At the first town past the border, many people get on. Until now my four bunk compartment had been mine alone and here a bunch of smiley-faced, laughing youngsters get on. They converse with me in broken English and me to them, in my broken Russian. The message gets across. Over the years, I’ve painstakingly learned that only 20% of communication is through language alone. The rest is body gestures as well as conscious and sub-conscious reactions to how one comports oneself; not the acting type of behavior, but the real underlying sense of who we are. Apparently, it’s a basic survival technique. We can understand if a laughing, smiling someone is a potential threat, just as we can feel the pain of someone pretending to joke. We are, after all, only exchanging and interpreting energy, whether at a coarse level as speech, or more subtly as bodily movements and vibration.

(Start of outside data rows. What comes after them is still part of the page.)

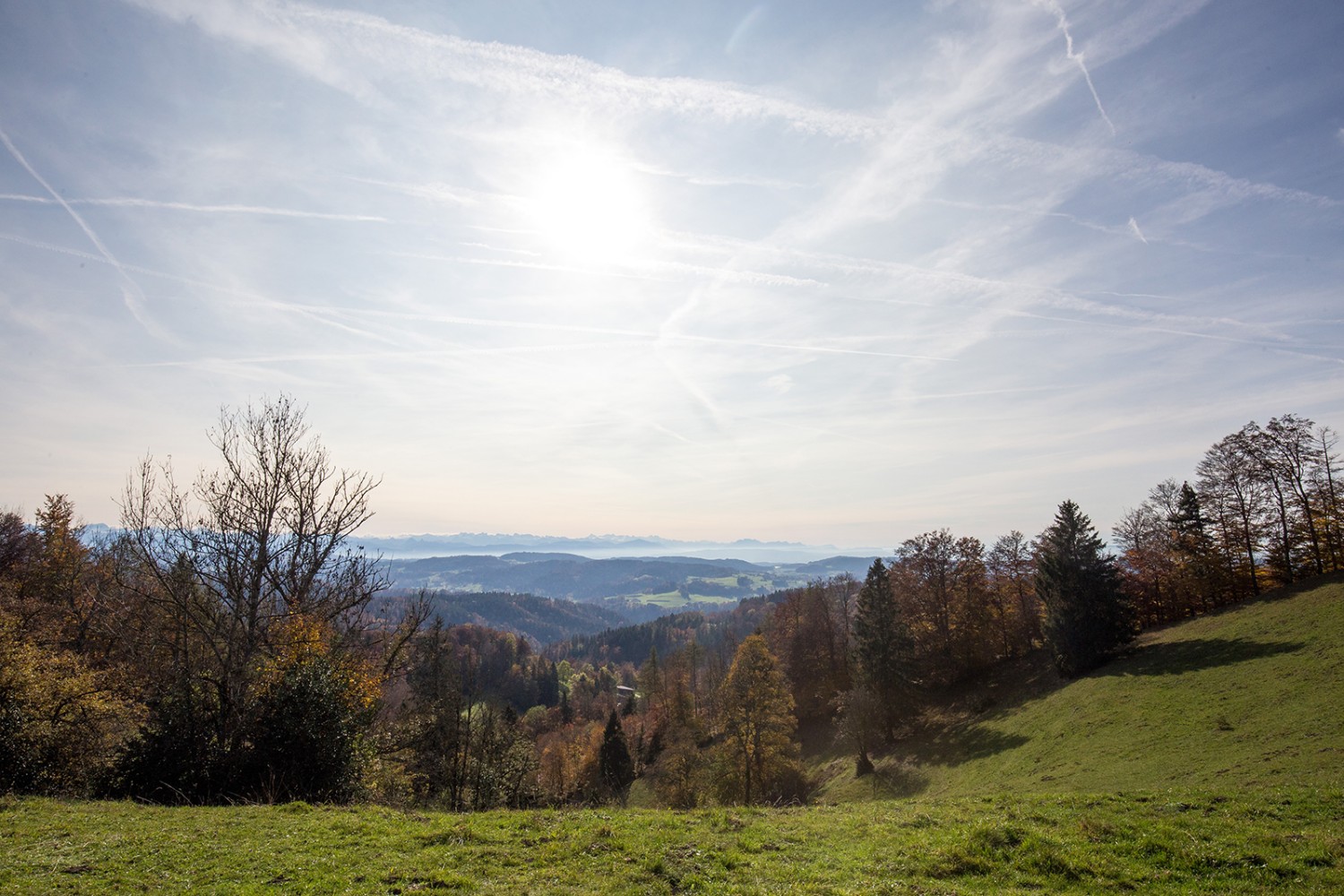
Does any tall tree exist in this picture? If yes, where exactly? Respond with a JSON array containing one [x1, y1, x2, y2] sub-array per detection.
[[597, 710, 634, 804], [718, 634, 801, 804], [854, 557, 914, 740], [115, 395, 387, 799], [1037, 501, 1136, 678]]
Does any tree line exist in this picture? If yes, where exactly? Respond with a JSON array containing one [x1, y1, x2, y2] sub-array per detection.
[[0, 396, 1344, 810]]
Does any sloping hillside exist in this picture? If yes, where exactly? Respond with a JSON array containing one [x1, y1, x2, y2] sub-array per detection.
[[822, 582, 1344, 801]]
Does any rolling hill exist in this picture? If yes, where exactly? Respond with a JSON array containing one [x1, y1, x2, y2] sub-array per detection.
[[819, 579, 1344, 801]]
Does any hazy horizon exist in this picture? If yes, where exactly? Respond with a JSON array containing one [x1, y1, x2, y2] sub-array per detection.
[[0, 0, 1344, 547]]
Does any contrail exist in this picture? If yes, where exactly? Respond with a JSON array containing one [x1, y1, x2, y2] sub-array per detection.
[[0, 194, 387, 223], [0, 127, 169, 340], [1040, 0, 1116, 137]]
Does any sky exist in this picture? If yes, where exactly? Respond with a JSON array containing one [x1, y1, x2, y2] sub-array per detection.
[[0, 0, 1344, 547]]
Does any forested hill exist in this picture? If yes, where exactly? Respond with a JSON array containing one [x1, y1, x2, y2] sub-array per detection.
[[819, 573, 1344, 801]]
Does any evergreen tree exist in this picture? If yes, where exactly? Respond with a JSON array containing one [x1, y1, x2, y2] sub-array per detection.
[[854, 557, 914, 740], [1037, 501, 1134, 678], [597, 710, 634, 802]]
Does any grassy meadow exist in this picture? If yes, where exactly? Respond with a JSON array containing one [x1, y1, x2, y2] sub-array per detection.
[[0, 583, 1344, 893]]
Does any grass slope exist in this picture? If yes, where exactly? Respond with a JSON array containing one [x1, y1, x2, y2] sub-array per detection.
[[0, 584, 1344, 895], [0, 790, 1344, 896], [823, 583, 1344, 801]]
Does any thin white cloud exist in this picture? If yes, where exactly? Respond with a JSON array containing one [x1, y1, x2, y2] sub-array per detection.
[[0, 194, 387, 223], [128, 0, 882, 140], [0, 127, 171, 340], [1039, 0, 1116, 137]]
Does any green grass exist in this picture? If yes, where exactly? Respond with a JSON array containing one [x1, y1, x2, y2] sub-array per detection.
[[0, 788, 1344, 895], [618, 591, 738, 608], [823, 583, 1344, 801], [0, 584, 1344, 895]]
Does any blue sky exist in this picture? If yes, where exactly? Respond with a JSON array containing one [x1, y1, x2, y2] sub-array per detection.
[[0, 0, 1344, 547]]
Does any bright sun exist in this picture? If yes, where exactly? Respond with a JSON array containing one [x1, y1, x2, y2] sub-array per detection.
[[526, 143, 650, 266]]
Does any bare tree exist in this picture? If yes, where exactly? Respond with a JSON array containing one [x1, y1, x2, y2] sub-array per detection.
[[121, 395, 387, 800]]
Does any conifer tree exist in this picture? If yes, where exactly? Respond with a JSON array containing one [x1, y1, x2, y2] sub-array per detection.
[[854, 557, 914, 740], [1037, 501, 1134, 678], [597, 710, 634, 802]]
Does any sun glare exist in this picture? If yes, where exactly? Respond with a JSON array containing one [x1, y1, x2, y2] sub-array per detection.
[[526, 145, 650, 266]]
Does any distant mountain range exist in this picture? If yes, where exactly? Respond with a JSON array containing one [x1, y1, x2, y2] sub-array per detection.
[[357, 532, 890, 563], [384, 546, 873, 610]]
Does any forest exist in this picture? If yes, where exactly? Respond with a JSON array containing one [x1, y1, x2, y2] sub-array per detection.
[[0, 396, 1344, 810]]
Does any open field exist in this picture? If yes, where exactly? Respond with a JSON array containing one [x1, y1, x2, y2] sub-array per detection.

Astana’s brand new Central Railway Station sports huge screens of flicking adverts, fully computerized arrivals and departures information panels as well as loud speaker information in English, Russian and Kazakh languages. When his wife comes to pick him up, one of the guys in the compartment not only offers to carry my luggage off the train and along the platform, but ends up giving me a lift to my hostel. Not content with dumping me at the door, he then promptly carries my bags up three flights of stairs to the place and leaves before I can properly thank him. Even the lady at the reception desk is impressed.

Nurzhol Boulevard Astana

I remember this same kind of treatment when I was travelling through Pakistan around 12 years ago. There, along the Karakoram highway, the Pathan fellow (the local tribespeople of Northern Pakistan) behind the desk at a local convenience store had refused money from me to pay for my wares, saying I was a guest in their country therefore to please accept the offering. Not a trick, but a genuine level of hospitality that is rampant in this part of the world. It makes me feel humble, grateful and above all, accepted.

Flowers along Nurzhol Boulevard, Astana

I have seen pictures of Astana online and heard mixed rumours about it and to say the least, I am already astonished with what I find. Without prejudgment due to my scanty research on the place, the first thing that comes to mind when I see the brand new Nurzhol Boulevard, basically an axis out of which flow geometric shapes of all designs using all different types of structures, is that the person who designed this has no ordinary vision. Even the flowers themselves, each one a fabulous geometric shape are laid out in voluptuous patterns, their colours swirling into greater shapes, a macrocosmic whole containing microcosmic individuals, a bit like my photo collage artwork !

Totally into the scene arising around me and not asking too many questions yet about why it is so, I wander along this fascinating street on my way to the National Library, to present them with two of my books.